Ironically, Halevy, Norvig, and Pereira's insights were driven by the ineffectiveness of mathematics in the life and social sciences. It is, I hope, an undisputed contention that models of biological and human behavior have nowhere near as strong the predictive power as do physical laws. While little tenable survives of Aristotle's physics, the fourfold humoural classification of ancient Greece endures through the Jungian temperament classifying systems employed by the majority of Fortune 500 companies. Where such folk theories still prevail, there is the potential for automated computer models to do better than our own. We do not need machine learning for physical laws, only for phenomena so apparently complex we lack an unreasonably effective model of them.
I wrote my book Bitwise: A Life in Code (Pantheon) to chronicle my own struggle to reconcile the beautiful precision of computer science and mathematical models with the messiness of human existence.
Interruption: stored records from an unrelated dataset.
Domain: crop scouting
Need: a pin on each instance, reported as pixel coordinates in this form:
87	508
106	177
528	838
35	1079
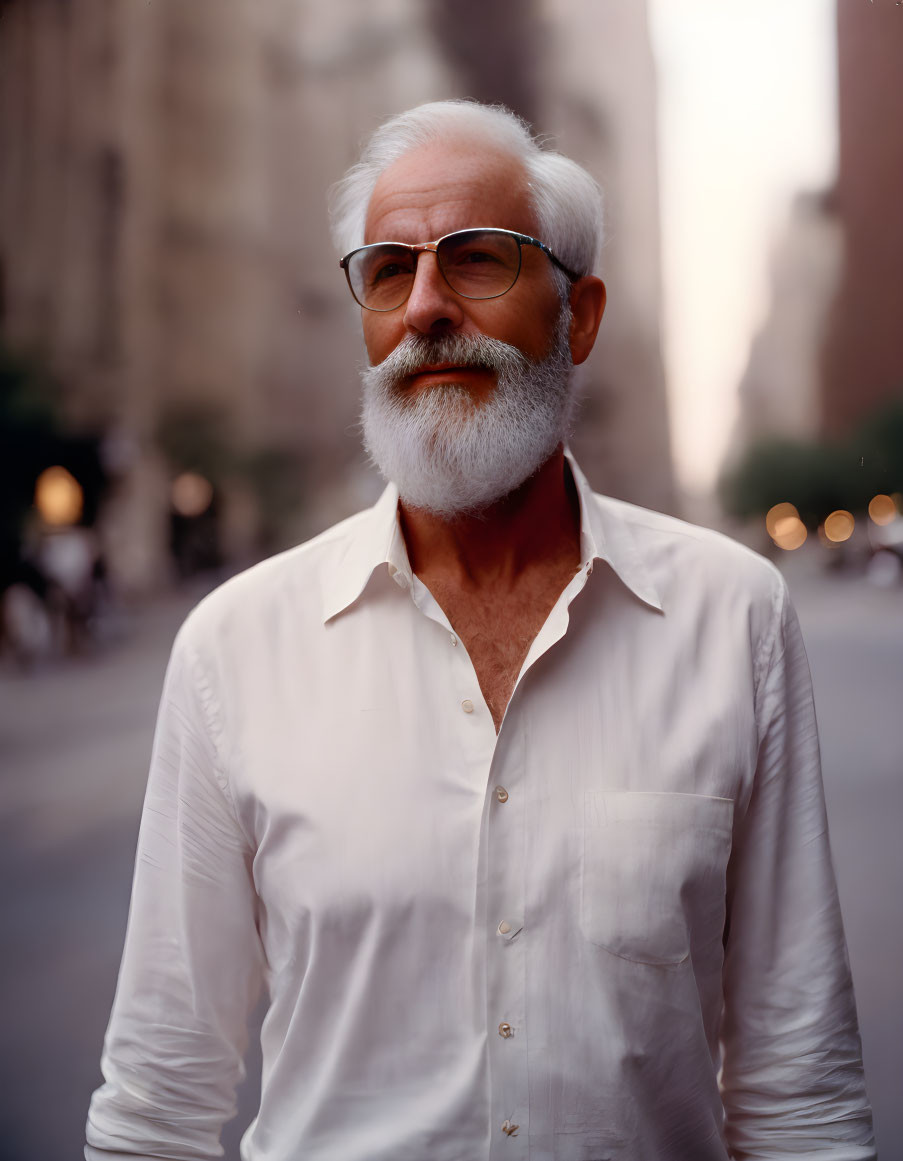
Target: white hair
568	202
Yet the problems that I mused upon as a student of computer science and literature in the 1980s and 1990s grew far more relevant as the "datafication" of the world took place through the growth of the Internet and computing power. What is facing us, I argue, are several related phenomena:
Consequently, I suggest there is something paradoxical about "data science" as it exists today, in that it frequently begins with approximate, inaccurate models only to be faced with the choice of either reifying them or superseding them with more inscrutable models. While some methods offer a degree of scrutability and explanation, the difficulty of utilizing these methods to externally validate models arises from the very factor that enables their success: the sheer amount of data and processing being done.
Two consequences of this massive increase in data processing are a drive toward ubiquity of the models used, and an increasing human opacity to these models, whether or not such opacity is intended or inevitable. If our lives are going to be encoded (in the non-programming sense) by computers, computer science should assume reductionism, ubiquity, and opacity as intrinsic properties (and problems) of the models its methods generate.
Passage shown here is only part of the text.